Alternate Approach to the P-38 Compressibility Problem (1 Viewer)

[drgondog]

Logically, there is no reason why having the P-38's engine turn inwards would cause the aircraft to be unable to lift off, but thath happened. So, tey changed the engines to outward-turning, and the issue "went away." Doesn't seem to be a logivcal explanation for that one, either, but the solution is real and well-documented.

Perhaps this is just another really odd thing about the P-38.

Stranger things have happened ...

Actually Greg, with tricycle landing gear, the inward turning prop created 'downflow' over the center section of the wing - which reduced relative angle of attack. Required abnormally high takeoff speeds to get required CL.

The P-82 as a tail dragger had the opposite problem with outward turning prop creating an upflow over center section and an artificially high AoA on takeoff which stalled the center section.

 

[drgondog]

I have seen some very questionable videos about WW2 aircraft on Youtube but I watched one tonight that seems to have some new information.

We have all heard about the P-38's compressibility problem and how the "dive flaps" ultimately solved it, but according to the video a different approach was developed in the fall of 1943. A P-38 pilot dove after a German fighter and got into compressibility. Luftwaffe pilots had learned to dive quickly away when bounced by P-38's at altitudes of 18,000 ft and above but to use a shallow angle to trick the P-38's int entering the compressibility regime. Desperate to do something to regain control of the airplane, the P-38 pilot tried shutting down his Right engine. To his amazement he found that he regained control and that he could actually speed up, to over 500 mph, and catch the German fighter he was diving after, and shot it down. Then he restarted the engine at 12,000 ft and went home.

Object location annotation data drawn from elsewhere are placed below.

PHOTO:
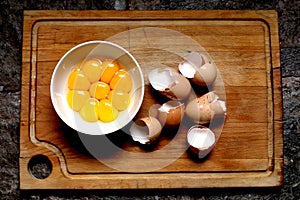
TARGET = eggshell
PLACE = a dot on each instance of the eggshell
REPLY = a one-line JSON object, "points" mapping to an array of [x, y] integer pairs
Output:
{"points": [[145, 130], [171, 113], [201, 140], [203, 109], [199, 68], [170, 83]]}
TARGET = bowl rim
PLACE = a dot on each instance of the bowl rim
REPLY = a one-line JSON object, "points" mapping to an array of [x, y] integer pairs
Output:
{"points": [[58, 65]]}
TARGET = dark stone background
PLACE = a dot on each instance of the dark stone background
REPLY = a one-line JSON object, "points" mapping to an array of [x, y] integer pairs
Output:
{"points": [[10, 81]]}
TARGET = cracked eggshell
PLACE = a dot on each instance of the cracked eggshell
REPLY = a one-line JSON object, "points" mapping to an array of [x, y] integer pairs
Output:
{"points": [[170, 83], [199, 68], [201, 140], [171, 113], [202, 109], [145, 130]]}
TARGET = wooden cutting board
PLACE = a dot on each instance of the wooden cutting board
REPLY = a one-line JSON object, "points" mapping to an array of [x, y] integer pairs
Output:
{"points": [[244, 46]]}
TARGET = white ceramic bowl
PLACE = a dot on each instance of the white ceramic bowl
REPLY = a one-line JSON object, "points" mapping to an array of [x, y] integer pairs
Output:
{"points": [[58, 86]]}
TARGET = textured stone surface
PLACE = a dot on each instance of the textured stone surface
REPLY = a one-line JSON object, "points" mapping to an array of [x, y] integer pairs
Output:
{"points": [[10, 77]]}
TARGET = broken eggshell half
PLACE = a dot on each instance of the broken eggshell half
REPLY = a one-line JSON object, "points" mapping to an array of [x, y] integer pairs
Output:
{"points": [[145, 130], [199, 68], [202, 109], [169, 83], [201, 140], [171, 113]]}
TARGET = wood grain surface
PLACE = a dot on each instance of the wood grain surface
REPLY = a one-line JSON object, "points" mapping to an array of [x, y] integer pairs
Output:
{"points": [[244, 46]]}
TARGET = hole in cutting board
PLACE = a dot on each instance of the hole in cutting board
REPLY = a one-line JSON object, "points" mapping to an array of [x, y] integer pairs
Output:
{"points": [[40, 167]]}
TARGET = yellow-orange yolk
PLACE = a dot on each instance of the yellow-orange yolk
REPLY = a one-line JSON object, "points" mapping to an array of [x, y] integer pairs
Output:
{"points": [[107, 112], [78, 81], [89, 111], [121, 81], [109, 70], [92, 69], [99, 90], [77, 98], [119, 99]]}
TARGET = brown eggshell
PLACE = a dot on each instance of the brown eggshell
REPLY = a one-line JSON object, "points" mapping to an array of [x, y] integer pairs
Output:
{"points": [[171, 113], [170, 83], [199, 68], [203, 109]]}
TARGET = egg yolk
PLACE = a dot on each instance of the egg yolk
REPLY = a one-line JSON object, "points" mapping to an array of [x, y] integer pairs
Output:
{"points": [[107, 112], [78, 81], [92, 69], [120, 100], [89, 111], [109, 70], [99, 90], [121, 81], [77, 98]]}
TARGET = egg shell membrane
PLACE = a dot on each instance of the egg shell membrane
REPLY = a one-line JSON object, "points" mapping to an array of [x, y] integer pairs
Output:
{"points": [[201, 140], [199, 68], [203, 109], [169, 83], [171, 113], [145, 130]]}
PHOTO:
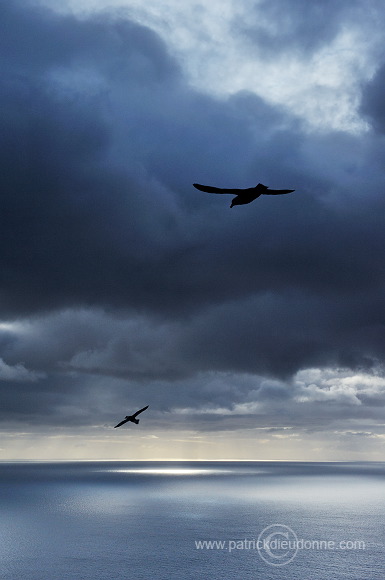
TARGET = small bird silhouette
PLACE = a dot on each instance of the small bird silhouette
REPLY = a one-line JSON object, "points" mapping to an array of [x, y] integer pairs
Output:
{"points": [[244, 195], [131, 418]]}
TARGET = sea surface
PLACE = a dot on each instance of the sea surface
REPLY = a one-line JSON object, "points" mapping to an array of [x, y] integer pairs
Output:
{"points": [[192, 520]]}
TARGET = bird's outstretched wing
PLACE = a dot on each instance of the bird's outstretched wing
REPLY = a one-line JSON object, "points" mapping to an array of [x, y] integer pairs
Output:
{"points": [[121, 423], [210, 189], [140, 411], [277, 191]]}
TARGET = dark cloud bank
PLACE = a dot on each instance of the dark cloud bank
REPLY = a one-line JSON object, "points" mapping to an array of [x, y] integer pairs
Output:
{"points": [[122, 271]]}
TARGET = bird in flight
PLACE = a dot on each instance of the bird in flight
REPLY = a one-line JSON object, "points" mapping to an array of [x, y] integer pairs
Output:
{"points": [[131, 418], [244, 195]]}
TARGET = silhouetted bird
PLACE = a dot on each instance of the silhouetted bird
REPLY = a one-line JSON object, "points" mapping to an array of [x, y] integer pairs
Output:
{"points": [[244, 195], [131, 418]]}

Back home he reported on this approach and was told he was nuts. Then they found out it worked. Over the objections of the maintenance personnel, who were appalled by shutting down an engine in dive and then restarting it, a procedure for the technique was developed and published in March 1944. The Germans eventually found out about it from a captured P-38 pilot and revised their tactics accordingly. It was still used in the ETO until the end of the war.

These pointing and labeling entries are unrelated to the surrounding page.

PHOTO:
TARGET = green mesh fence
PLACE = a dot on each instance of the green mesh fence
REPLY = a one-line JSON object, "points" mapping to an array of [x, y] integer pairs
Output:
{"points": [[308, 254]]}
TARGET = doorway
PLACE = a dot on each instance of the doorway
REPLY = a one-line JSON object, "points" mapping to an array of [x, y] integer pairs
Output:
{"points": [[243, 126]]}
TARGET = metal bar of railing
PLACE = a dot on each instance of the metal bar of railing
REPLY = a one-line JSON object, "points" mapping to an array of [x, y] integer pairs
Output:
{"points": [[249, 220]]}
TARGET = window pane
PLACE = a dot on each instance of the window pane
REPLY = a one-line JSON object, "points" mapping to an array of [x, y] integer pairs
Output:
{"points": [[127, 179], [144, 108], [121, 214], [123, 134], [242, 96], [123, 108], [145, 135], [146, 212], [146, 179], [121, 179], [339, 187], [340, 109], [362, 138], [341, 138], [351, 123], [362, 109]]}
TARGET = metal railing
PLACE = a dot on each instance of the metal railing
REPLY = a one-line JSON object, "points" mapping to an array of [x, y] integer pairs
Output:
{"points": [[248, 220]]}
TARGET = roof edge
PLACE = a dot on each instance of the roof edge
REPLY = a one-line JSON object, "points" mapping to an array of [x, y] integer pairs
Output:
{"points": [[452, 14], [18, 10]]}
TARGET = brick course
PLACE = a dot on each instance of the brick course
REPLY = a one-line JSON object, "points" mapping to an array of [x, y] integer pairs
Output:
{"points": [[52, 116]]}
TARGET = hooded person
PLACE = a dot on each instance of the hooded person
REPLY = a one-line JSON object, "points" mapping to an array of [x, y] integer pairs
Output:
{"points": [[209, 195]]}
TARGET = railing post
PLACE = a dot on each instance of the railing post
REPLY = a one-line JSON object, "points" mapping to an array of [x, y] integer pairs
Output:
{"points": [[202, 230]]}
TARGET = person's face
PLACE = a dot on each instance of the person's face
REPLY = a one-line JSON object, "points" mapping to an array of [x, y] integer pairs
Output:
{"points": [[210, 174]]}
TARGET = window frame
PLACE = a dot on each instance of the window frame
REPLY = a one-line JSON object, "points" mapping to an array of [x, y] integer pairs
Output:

Never heard about this before!

I don't believe a word of the account.

Cutting one engine on a P-38 in a dive would have two specific and immediate results - 1.) major reduction in thrust with accompanying increase drag due to the prop, creating major and dangerous yaw input, 2.) major reduction in local airspeed over dead engine inboard wing section.

IMO the result would be to slow down enough to transition the P-38 below critical mach - and restore both elevator authority and 'normal' pitch moment of the wings. Pilot would still be jamming the rudder to reduce dangerous yaw condition.

In the interim, the German fighter, already faster in a dive, is Not slowing up and waving bye-bye.

 

[MIflyer]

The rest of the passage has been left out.